Leo Sher, M.D.
My paper, “Teaching medical professionals and trainees about adolescent suicide prevention: five key problems” was published 10 years ago in the April-June 2012 issue of the International Journal of Adolescent Medicine and Health (1). In this article, I suggest that many health care professionals who have frequent contact with adolescents are not sufficiently trained in suicide evaluation techniques and approaches to adolescents with suicidal behavior.
I further suggest that suicide prevention efforts among adolescents are restricted by the fact that there are five key problems related to the evaluation and management of suicidality in adolescents:
- Many clinicians underestimate the importance of the problem of adolescent suicidal behavior and underestimate its prevalence. Suicide is the third leading cause of death for Americans aged 15–24 years, after unintentional injuries/accidents and homicide, and accounts for more deaths among this age group than all natural causes combined. Mortality from suicide increases steadily throughout the teenage years.
- There is a misconception that direct questioning of adolescents about suicidality is sufficient to evaluate suicide risk. However, physicians cannot rely on self-reporting by individuals at risk for suicidal behavior. Their information often proves misleading when suicidal patients wish to hide their intentions.
- Another misconception is that adolescents with non-psychiatric illnesses do not need to be evaluated for suicidality. Distressed adolescents often present with medical problems, not psychological symptoms. Their feelings often manifest in unclear somatic symptoms.
- Many clinicians do not know about or underestimate the role of contagion in adolescent suicidal behavior. Contagion is a process by which exposure to suicide or suicidal behavior of one or more individuals influences others to attempt or commit suicide. A person who was acquainted with the person who died by suicide is at an increased risk of suicide.

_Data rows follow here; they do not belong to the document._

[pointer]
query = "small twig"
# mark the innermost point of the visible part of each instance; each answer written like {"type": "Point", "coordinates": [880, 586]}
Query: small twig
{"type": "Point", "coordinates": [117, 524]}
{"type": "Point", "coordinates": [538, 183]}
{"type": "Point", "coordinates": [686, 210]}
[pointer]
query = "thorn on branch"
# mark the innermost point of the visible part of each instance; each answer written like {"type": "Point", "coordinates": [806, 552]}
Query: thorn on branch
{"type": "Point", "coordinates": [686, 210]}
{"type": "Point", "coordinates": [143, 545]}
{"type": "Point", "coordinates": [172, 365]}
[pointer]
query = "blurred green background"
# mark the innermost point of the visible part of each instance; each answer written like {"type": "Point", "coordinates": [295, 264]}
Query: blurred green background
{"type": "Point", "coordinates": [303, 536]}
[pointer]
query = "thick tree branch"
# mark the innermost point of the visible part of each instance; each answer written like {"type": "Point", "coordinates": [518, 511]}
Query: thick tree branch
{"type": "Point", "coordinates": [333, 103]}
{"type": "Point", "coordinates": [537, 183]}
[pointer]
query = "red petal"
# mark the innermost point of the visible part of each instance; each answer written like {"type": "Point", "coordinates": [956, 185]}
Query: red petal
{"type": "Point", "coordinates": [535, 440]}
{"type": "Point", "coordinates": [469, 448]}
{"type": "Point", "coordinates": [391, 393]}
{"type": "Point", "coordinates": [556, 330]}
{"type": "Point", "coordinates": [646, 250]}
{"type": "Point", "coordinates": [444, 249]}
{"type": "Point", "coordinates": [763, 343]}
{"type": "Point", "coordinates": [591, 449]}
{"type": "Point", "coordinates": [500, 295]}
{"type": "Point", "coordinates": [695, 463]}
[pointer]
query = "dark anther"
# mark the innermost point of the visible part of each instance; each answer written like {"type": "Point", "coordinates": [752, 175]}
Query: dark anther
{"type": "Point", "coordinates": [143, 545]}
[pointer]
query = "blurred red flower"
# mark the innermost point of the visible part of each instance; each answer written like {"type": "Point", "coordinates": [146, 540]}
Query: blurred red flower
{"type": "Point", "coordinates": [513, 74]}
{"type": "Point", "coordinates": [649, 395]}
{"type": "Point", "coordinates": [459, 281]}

- There is a mistaken belief that adolescent males are at lower suicide risk than adolescent females. In the U.S., adolescent females contemplate and attempt suicide more often than males, but males are four times more likely to die by suicide than are females. One of the reasons why adolescent males die from suicide much more often than adolescent females may be that they resort to violent methods of committing suicide, such as hanging, firearms and explosives, more frequently than females.
Educating medical professionals and trainees about the warning signs and symptoms of adolescent suicide and providing them with tools to recognize, evaluate, and manage suicidal patients represent a promising approach to adolescent suicide prevention.
- Sher L. Teaching medical professionals and trainees about adolescent suicide prevention: five key problems. Int J Adolesc Med Health. 2012;24(2):121-3. doi: 10.1515/ijamh.2012.018.